When Mary was sent to her aunt’s house in San Diego, her father thought she would be safe from the influenza epidemic, from the authorities who imprisoned him when he spoke out against the war, from fear. He couldn’t know that her sweetheart’s ghost would visit her and cry out for justice.
Schools, theaters, dance halls – all closed to keep the contagion from spreading, but in autumn 1918 the death toll is mounting here and over in Europe where countless soldiers are dying. Aunt Eva lost her husband in the earliest days of the epidemic and is trying to contact him through spirit photography and séances.
Stephen told Mary that his brother Julius used trickery to create the spirit photographs, but after her sweetheart left for the war, she visited the studio with her aunt anyway. An expert who debunks spirit photographers has found nothing fraudulent in Julius’ work where ghostly images appear next to the living.

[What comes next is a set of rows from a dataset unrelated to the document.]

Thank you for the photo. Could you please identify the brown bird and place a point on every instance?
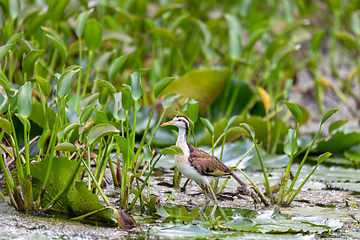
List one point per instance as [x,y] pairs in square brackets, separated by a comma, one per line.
[198,165]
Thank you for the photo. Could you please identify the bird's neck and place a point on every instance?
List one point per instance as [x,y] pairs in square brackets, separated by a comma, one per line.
[182,140]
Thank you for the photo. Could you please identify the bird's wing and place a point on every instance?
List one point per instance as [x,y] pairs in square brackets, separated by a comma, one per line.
[207,164]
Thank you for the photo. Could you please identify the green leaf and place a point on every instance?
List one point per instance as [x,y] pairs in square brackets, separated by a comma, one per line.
[4,50]
[323,157]
[230,123]
[100,131]
[295,111]
[116,66]
[209,126]
[248,129]
[24,100]
[65,82]
[60,46]
[65,147]
[45,85]
[289,143]
[30,59]
[204,86]
[173,150]
[92,34]
[193,107]
[162,84]
[136,88]
[5,125]
[169,100]
[328,113]
[125,148]
[43,139]
[148,155]
[80,22]
[349,40]
[316,40]
[127,100]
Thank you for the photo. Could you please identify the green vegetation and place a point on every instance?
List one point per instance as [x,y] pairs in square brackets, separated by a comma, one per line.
[85,86]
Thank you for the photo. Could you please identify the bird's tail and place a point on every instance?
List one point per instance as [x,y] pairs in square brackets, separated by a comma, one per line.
[251,193]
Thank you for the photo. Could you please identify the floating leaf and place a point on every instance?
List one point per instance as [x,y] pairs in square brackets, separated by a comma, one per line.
[100,131]
[295,111]
[24,100]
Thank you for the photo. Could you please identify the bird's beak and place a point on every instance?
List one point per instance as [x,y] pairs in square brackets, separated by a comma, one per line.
[167,123]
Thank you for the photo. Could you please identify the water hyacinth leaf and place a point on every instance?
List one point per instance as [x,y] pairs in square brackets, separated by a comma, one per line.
[4,82]
[169,100]
[85,115]
[231,121]
[265,97]
[30,60]
[45,85]
[289,143]
[162,84]
[60,46]
[125,148]
[92,34]
[100,131]
[315,43]
[116,66]
[126,100]
[136,88]
[173,150]
[65,82]
[295,111]
[5,125]
[24,100]
[349,40]
[328,113]
[43,139]
[323,157]
[193,107]
[336,125]
[205,31]
[117,106]
[81,21]
[208,126]
[65,147]
[204,86]
[248,129]
[148,155]
[4,50]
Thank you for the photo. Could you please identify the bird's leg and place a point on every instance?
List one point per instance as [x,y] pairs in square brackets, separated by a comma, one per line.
[216,202]
[203,208]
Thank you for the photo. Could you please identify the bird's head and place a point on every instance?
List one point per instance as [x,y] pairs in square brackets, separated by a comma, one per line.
[180,121]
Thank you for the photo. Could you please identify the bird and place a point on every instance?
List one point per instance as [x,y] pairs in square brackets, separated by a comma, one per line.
[198,165]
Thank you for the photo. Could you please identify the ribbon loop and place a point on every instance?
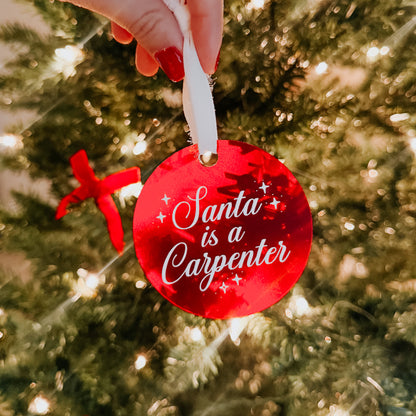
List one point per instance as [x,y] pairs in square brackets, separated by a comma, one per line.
[198,104]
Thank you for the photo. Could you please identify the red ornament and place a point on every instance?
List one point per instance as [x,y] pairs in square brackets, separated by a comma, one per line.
[223,241]
[100,190]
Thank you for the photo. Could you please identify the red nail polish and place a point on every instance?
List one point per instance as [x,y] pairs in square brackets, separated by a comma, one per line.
[171,61]
[217,61]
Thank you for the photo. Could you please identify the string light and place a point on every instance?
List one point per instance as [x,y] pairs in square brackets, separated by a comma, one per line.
[140,362]
[130,191]
[373,52]
[255,4]
[395,118]
[321,68]
[236,327]
[88,283]
[139,148]
[196,335]
[66,59]
[40,405]
[336,411]
[412,144]
[298,306]
[10,141]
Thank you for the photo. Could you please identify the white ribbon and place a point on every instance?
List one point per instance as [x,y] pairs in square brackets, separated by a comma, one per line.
[198,105]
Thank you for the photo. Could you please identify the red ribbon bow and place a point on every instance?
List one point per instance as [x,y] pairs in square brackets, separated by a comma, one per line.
[100,190]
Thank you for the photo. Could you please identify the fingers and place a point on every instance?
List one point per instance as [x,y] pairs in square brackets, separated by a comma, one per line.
[154,27]
[145,63]
[158,32]
[121,35]
[206,25]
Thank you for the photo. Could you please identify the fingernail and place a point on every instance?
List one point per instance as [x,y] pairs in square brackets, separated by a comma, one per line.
[217,61]
[171,61]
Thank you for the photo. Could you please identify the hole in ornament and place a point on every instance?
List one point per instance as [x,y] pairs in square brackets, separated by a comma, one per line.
[208,159]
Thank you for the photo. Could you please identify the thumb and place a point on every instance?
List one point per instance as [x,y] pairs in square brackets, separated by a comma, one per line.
[152,25]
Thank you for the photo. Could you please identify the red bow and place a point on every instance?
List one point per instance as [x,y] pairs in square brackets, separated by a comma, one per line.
[100,190]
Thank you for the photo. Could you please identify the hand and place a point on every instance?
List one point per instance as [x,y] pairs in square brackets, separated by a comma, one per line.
[159,39]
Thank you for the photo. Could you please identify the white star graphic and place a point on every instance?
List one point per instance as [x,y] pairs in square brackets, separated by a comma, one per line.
[237,279]
[264,187]
[275,203]
[160,217]
[166,199]
[224,287]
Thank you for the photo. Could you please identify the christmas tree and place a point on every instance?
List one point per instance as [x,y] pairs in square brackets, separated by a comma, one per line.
[329,88]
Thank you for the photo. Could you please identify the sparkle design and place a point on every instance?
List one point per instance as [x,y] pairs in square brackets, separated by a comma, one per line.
[264,187]
[161,217]
[275,203]
[237,279]
[224,287]
[166,199]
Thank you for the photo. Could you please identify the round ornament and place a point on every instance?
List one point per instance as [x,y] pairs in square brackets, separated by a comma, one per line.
[222,241]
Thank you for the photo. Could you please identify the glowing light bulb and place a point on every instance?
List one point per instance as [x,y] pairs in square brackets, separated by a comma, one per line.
[87,283]
[298,306]
[140,362]
[66,59]
[92,281]
[321,68]
[237,326]
[196,335]
[384,50]
[39,405]
[139,148]
[10,141]
[255,4]
[373,52]
[395,118]
[349,226]
[412,144]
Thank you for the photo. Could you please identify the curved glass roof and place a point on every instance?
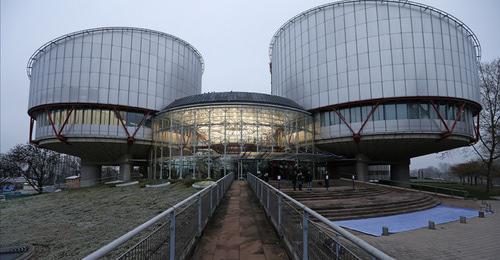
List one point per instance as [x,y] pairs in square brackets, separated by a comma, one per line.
[232,97]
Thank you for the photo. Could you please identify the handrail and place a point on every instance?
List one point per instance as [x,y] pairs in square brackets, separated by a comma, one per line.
[101,252]
[352,238]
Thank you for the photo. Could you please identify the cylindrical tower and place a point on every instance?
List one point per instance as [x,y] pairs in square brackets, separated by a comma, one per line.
[386,80]
[93,92]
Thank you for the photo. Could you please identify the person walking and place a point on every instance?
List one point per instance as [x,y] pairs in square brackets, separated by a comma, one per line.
[308,178]
[327,180]
[300,180]
[293,178]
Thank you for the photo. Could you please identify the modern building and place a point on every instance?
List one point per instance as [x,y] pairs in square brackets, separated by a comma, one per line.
[385,80]
[214,133]
[93,93]
[376,82]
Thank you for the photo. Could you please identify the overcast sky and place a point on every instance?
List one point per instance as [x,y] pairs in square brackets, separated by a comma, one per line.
[232,36]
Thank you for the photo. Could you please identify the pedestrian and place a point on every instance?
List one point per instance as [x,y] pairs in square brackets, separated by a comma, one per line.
[327,180]
[308,178]
[300,180]
[293,178]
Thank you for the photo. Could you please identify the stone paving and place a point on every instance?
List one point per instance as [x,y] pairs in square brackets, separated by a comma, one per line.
[239,230]
[478,239]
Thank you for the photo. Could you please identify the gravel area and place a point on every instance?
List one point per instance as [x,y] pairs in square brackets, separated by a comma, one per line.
[71,224]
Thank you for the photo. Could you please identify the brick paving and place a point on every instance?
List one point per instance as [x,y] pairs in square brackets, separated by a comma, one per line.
[239,230]
[478,239]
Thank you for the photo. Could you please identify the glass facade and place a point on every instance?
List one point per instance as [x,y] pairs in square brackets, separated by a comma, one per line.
[208,138]
[361,50]
[121,66]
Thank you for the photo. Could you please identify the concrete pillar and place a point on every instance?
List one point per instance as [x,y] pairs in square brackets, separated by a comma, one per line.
[361,168]
[400,171]
[125,168]
[90,174]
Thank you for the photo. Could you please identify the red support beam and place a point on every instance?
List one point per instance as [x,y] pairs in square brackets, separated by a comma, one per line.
[120,118]
[440,117]
[140,124]
[52,123]
[32,125]
[65,121]
[368,118]
[343,120]
[457,117]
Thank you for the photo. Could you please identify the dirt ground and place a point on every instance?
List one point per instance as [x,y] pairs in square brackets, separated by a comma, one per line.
[71,224]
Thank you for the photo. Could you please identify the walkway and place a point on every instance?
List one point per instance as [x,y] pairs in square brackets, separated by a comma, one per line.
[239,230]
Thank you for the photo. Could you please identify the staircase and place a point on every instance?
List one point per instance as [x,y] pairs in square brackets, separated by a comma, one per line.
[364,202]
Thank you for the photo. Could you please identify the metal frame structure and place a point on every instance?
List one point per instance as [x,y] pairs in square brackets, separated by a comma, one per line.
[176,230]
[441,13]
[307,234]
[58,131]
[375,103]
[230,130]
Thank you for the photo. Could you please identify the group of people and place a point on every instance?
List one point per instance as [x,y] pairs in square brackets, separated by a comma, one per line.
[299,179]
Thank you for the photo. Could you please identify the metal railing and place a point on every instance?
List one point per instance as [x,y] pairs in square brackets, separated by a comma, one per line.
[307,234]
[172,233]
[426,187]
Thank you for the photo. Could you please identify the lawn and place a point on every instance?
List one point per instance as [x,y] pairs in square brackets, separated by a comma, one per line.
[72,224]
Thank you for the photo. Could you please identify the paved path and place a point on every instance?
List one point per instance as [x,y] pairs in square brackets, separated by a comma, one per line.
[478,239]
[239,230]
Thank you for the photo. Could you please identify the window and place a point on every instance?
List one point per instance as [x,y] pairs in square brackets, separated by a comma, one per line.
[390,112]
[413,111]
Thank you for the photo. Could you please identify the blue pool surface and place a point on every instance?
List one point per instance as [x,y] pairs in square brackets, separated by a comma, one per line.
[407,221]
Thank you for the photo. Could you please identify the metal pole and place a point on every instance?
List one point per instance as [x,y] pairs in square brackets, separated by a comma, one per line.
[211,206]
[267,207]
[279,214]
[305,223]
[199,216]
[172,235]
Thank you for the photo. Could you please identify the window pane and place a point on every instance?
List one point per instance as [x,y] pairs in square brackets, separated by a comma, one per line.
[390,112]
[402,111]
[413,111]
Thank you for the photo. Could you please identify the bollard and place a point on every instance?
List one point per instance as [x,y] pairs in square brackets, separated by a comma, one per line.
[432,225]
[385,231]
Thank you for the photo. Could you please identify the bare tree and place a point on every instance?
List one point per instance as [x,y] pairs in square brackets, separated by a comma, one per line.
[488,147]
[36,164]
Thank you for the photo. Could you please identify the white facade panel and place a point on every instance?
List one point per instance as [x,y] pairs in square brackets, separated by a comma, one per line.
[372,49]
[117,66]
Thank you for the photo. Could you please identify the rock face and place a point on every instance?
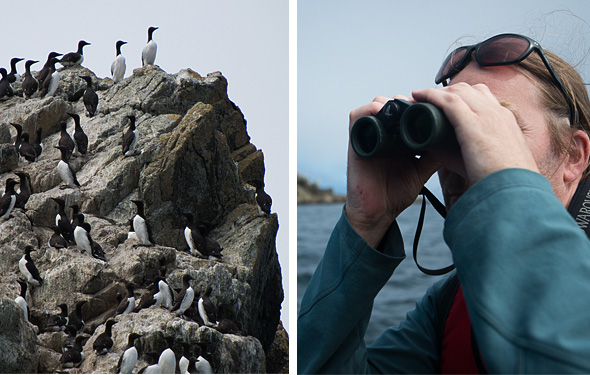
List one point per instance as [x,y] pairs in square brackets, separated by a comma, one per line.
[196,157]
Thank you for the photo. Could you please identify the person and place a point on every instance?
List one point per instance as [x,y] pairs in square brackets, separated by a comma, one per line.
[522,278]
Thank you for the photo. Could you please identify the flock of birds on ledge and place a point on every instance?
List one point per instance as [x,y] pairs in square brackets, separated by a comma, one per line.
[75,231]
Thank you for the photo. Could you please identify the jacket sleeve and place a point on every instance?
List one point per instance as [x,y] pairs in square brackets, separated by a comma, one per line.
[337,304]
[524,266]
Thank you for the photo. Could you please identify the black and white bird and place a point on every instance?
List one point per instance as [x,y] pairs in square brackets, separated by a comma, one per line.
[30,84]
[24,190]
[27,151]
[104,342]
[90,97]
[80,138]
[128,358]
[148,55]
[8,200]
[118,66]
[130,138]
[21,300]
[60,321]
[262,198]
[141,226]
[51,82]
[185,298]
[44,72]
[194,238]
[207,309]
[74,58]
[37,143]
[65,170]
[73,356]
[65,140]
[127,304]
[28,268]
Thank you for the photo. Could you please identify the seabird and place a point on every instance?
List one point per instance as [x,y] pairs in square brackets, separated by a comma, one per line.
[62,222]
[37,144]
[141,226]
[65,140]
[130,138]
[90,97]
[118,66]
[8,200]
[104,342]
[127,305]
[207,309]
[68,175]
[30,84]
[56,240]
[58,322]
[128,358]
[13,75]
[44,72]
[74,355]
[50,83]
[19,133]
[24,190]
[148,55]
[185,298]
[21,300]
[74,58]
[27,151]
[264,201]
[79,136]
[28,269]
[194,238]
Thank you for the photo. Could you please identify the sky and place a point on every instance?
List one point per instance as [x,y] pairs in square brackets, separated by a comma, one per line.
[246,40]
[351,51]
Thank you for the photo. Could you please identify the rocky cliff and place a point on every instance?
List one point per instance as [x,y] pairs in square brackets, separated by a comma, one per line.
[196,157]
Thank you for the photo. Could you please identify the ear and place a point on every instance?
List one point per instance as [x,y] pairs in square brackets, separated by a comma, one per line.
[578,159]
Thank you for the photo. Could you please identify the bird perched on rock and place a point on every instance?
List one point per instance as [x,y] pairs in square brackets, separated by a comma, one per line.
[90,98]
[104,341]
[65,170]
[28,268]
[264,201]
[148,55]
[8,200]
[74,58]
[185,298]
[24,190]
[140,225]
[128,358]
[30,84]
[118,66]
[58,322]
[21,300]
[80,138]
[44,72]
[27,151]
[74,355]
[130,138]
[207,309]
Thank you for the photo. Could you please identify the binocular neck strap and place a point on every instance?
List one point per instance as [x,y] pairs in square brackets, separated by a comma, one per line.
[440,208]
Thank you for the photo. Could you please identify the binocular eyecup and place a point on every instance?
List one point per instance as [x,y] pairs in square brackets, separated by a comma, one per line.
[402,128]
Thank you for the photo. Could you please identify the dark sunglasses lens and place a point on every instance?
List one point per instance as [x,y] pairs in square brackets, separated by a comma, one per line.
[505,50]
[451,64]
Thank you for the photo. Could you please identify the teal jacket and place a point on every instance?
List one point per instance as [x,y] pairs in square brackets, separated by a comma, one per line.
[523,264]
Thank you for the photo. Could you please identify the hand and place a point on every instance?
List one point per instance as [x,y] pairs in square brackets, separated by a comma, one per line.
[488,133]
[379,189]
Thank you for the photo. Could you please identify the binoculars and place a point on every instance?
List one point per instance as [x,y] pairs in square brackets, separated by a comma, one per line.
[402,128]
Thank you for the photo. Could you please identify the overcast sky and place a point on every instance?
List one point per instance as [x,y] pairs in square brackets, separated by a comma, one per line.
[352,51]
[246,40]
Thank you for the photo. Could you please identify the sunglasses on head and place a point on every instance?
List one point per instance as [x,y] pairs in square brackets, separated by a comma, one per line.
[503,49]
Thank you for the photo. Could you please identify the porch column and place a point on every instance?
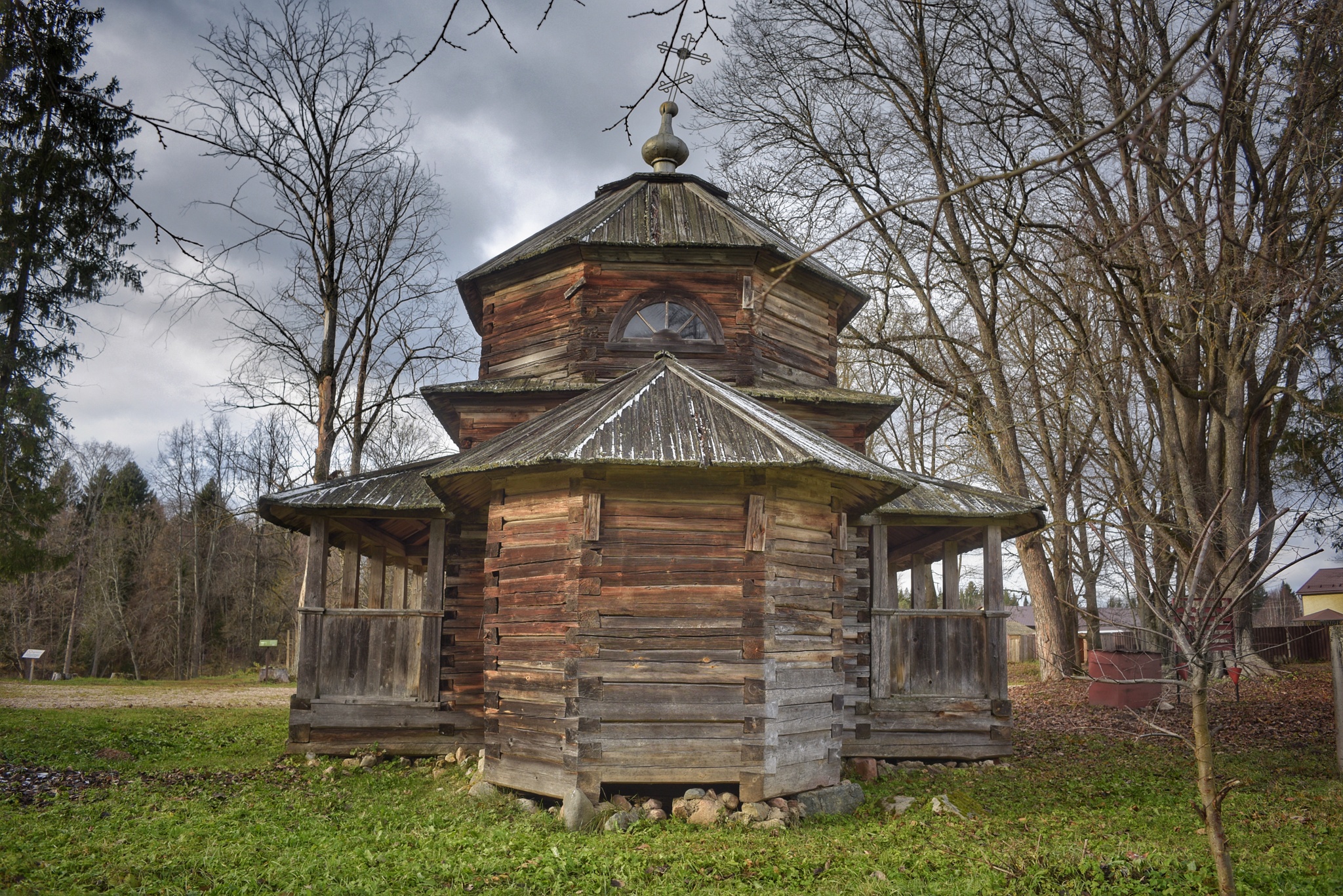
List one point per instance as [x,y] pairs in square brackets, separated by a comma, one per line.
[350,573]
[883,598]
[399,577]
[997,657]
[315,598]
[378,578]
[952,574]
[431,604]
[919,583]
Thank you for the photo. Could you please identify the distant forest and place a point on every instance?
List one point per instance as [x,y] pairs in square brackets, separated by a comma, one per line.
[161,573]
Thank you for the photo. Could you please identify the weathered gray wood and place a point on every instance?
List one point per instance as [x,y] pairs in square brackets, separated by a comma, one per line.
[950,574]
[378,578]
[995,648]
[399,579]
[431,636]
[350,573]
[883,598]
[919,585]
[415,586]
[315,595]
[993,567]
[939,656]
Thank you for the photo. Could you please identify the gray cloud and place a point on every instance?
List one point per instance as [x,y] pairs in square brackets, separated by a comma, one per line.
[515,139]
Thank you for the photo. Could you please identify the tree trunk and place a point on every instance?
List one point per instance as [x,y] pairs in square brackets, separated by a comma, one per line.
[1056,644]
[74,618]
[1211,800]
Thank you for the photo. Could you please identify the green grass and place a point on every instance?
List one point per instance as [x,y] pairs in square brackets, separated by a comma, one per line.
[1085,816]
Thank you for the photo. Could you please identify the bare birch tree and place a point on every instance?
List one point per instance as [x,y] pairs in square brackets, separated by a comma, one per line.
[304,101]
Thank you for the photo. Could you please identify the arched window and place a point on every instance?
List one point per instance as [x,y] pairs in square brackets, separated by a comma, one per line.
[665,319]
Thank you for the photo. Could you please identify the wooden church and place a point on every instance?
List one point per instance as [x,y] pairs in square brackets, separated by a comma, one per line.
[661,555]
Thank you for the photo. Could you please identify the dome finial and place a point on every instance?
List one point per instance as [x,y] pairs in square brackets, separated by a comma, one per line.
[665,151]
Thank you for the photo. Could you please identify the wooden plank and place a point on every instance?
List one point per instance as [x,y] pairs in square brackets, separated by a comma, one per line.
[919,585]
[430,641]
[755,536]
[351,558]
[950,574]
[993,563]
[378,578]
[315,595]
[995,653]
[397,596]
[593,516]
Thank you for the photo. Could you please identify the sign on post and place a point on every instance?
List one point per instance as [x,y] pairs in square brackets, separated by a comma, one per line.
[33,656]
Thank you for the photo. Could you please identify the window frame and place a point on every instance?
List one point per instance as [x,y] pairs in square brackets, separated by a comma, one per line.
[617,340]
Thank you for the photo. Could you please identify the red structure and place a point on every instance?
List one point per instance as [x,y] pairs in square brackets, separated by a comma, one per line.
[1123,668]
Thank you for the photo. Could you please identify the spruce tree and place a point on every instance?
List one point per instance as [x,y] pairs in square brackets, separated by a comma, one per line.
[64,178]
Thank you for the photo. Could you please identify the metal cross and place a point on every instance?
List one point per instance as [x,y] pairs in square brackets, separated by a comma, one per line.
[683,52]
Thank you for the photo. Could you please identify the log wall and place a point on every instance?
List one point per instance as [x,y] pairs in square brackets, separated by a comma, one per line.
[532,577]
[557,324]
[662,627]
[940,690]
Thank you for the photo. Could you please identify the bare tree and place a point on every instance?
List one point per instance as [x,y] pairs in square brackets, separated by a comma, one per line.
[1197,610]
[197,473]
[1209,231]
[304,101]
[835,115]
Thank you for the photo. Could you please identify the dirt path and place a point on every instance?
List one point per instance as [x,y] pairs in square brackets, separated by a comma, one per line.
[87,695]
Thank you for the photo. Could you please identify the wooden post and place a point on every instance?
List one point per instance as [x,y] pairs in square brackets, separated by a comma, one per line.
[995,625]
[378,578]
[950,575]
[350,573]
[398,600]
[755,523]
[414,587]
[919,583]
[883,598]
[431,602]
[993,567]
[315,596]
[593,516]
[1336,660]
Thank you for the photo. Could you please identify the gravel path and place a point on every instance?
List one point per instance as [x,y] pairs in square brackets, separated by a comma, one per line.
[74,695]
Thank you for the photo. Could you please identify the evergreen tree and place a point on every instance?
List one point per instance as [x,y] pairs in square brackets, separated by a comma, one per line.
[64,175]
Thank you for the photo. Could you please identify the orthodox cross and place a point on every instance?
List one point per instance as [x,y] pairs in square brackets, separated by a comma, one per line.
[683,52]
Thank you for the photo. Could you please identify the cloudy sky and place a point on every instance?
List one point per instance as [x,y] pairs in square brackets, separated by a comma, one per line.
[515,139]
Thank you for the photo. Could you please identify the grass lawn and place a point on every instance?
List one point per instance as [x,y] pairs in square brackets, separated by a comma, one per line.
[207,804]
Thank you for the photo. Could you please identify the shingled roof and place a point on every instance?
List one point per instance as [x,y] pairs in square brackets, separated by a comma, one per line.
[394,492]
[934,497]
[1329,581]
[653,210]
[662,414]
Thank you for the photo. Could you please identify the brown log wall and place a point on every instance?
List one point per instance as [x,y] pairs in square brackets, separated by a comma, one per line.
[557,324]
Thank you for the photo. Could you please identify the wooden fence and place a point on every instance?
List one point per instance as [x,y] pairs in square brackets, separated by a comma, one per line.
[1299,644]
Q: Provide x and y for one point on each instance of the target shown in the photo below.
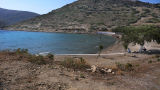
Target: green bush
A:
(150, 61)
(158, 59)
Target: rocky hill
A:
(9, 17)
(92, 15)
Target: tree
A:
(139, 34)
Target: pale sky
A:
(41, 6)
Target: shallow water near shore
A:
(55, 43)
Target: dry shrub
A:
(125, 67)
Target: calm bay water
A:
(56, 43)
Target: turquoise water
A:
(56, 43)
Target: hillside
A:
(91, 15)
(9, 17)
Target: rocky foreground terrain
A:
(93, 15)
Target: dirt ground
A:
(23, 75)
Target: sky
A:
(41, 6)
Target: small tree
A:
(139, 34)
(100, 50)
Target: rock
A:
(113, 72)
(93, 68)
(109, 70)
(103, 71)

The letters from Stephen stop arriving, a telegram comes for his family, a funeral for yet another fallen young soldier – then he starts visiting Mary in her dreams and her waking moments, begging her to make the blackbirds quit attacking him. She volunteers her time at the veterans’ center, reading to injured soldiers back from the war. One man tells her that Stephen wasn’t killed over there, and 16-year-old Mary begins to wonder what really happened.
Is she truly talking to Stephen’s spirit?
How could blackbirds have caused his death?
Why does he tell Mary to stay away from his family’s house and studio?
The author ably captures the terror of the Spanish flu epidemic which often killed within hours and the longing of people wanting to believe that death is not the end of everything in this historical novel with a psychic twist.